第一章③

「……なにがおかしい」

「なにって、昭和の学園ドラマみたいな会話だったから」

「人が真剣に……」

「〝ただの自己満足だ!〟……ださ」

「おい!」

 声を荒らげたものの、女は引くどころか、天馬に挑発的な視線を向けた。

「だって実際そうじゃん。不毛なことで延々けんして馬鹿みたい。こうやって世の中から離れてコソコソ生きてるから、そういうわけわかんないことで争うんだよ。くだらないっていうか、視野が狭いっていうか」

 聞けば聞く程憎たらしいが、こうもわかりやすいあおりに乗る気にもなれず、天馬は怒りをみ殺す。
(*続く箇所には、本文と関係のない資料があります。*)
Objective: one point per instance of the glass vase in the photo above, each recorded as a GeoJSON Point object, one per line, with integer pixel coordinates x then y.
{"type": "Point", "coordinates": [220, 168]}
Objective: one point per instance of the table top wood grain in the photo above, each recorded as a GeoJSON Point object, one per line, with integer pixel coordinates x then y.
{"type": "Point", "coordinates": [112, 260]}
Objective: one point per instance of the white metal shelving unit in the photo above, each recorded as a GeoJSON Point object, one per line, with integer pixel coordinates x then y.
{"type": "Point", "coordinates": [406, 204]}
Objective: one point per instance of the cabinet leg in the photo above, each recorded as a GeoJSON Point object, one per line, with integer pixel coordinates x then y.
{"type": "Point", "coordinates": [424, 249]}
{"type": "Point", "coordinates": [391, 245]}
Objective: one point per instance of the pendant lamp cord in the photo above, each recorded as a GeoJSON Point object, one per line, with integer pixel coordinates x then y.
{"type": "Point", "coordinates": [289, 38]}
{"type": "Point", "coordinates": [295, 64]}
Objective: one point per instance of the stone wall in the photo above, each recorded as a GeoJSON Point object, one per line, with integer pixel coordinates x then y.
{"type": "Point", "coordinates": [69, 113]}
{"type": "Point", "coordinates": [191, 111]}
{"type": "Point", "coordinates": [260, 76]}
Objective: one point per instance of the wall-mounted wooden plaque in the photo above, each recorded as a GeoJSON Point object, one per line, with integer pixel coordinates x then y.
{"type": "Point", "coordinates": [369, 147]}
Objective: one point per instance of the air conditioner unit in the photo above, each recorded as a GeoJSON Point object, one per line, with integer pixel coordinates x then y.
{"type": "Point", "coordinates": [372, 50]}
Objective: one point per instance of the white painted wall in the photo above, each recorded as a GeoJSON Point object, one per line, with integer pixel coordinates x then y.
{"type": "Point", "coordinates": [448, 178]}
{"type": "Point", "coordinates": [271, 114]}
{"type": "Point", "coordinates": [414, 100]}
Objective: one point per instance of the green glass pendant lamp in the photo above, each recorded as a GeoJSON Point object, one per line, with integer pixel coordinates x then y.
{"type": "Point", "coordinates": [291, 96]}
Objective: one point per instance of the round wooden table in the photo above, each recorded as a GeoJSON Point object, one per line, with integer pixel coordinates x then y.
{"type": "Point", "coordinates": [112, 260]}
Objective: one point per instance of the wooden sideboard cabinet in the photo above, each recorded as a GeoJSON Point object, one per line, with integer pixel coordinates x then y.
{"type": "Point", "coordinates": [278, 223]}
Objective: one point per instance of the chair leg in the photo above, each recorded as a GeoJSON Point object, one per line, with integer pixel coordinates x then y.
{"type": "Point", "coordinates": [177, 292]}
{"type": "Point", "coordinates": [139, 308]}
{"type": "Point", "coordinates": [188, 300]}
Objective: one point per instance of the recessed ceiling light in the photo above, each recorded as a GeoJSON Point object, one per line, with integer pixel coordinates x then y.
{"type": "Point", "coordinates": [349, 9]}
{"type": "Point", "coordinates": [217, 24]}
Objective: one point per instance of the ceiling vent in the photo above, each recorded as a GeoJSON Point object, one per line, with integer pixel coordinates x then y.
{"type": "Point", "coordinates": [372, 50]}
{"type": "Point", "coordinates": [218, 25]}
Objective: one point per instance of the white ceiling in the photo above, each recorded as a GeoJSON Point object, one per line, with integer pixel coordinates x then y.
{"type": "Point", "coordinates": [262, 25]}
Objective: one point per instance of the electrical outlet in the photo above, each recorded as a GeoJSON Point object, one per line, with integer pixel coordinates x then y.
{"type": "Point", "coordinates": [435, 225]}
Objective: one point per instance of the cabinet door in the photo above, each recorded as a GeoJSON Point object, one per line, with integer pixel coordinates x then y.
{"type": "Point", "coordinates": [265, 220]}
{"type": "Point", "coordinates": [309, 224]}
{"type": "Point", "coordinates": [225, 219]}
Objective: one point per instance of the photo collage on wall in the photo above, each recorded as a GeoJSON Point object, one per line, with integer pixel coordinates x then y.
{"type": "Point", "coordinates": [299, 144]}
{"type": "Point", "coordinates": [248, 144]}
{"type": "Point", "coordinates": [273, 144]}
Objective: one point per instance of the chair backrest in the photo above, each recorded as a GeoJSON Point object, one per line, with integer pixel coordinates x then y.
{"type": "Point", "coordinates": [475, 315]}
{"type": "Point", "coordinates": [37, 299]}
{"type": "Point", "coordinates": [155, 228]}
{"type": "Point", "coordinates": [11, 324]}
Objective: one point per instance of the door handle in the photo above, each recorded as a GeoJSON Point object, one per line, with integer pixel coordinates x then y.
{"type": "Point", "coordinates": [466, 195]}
 一方、女は満足そうに目を細めて笑うと、さつそうと足を踏み出し天馬の前に立ちはだかり、ゆっくりと口を開いた。

「……ともかく。このおじいちゃんは天霧屋を実力が高い者に渡すって言ってるわけだから、このままいけば私がもらうことになるね。もっと争う感じになるだろうと思ってたけど、なによりお坊ちゃんには全然やる気がないみたいだし、そもそも実力の差は昨日の一件で証明されたわけだし」

「…………」

「なにせ、私に祓えない霊なんていないから」

 正直、返す言葉がなかった。

 むしろ、すべてにおいてこの女の言う通りだと思っていた。

 いきなり現れた素性もわからない女が当主の座につくことには少なからず抵抗があるが、そもそも、正玄が提示した基準が「実力の高い者」の一点であるならば、納得する他に選択肢はない。

 すると、そのとき。

「お前、まさかほっとしてるんじゃないだろうな」

 ふいに、慶士が口を開いた。

 さっきとは打って変わって冷静な声色にはどこかさげすむような響きがあり、天馬の胸がざわめく。

「……なに言ってる」

「改めて思い返してみたんだが……、俺はお前から、天霧屋の跡を継ぎたいなんて話を聞いたことがない。むしろ、こっちからその話題に触れても、いつも適当にかわされていた」

「慶士、それは……」

「お前、本当はずっと嫌だったんじゃないのか。だから、妙な女が登場したことで、自分が重荷を背負わずに済む正当な言い訳ができたとでも考えてるんだろう」

「……おい、勝手な想像で決めつけるな。継ぎたいとか継ぎたくないとかじゃなく、そうなることをとうに受け入れていたからこそ俺は……」

「受け入れるってなんだ? 思うところがありながらも、あきらめて流れに適当に身を任せていただけだろう」

「…………」

「お前はそういう奴だ。意思がない」

 自分の中であいまいにしておきたかった部分を的確に言い当てられ、天馬は動揺を隠すことができなかった。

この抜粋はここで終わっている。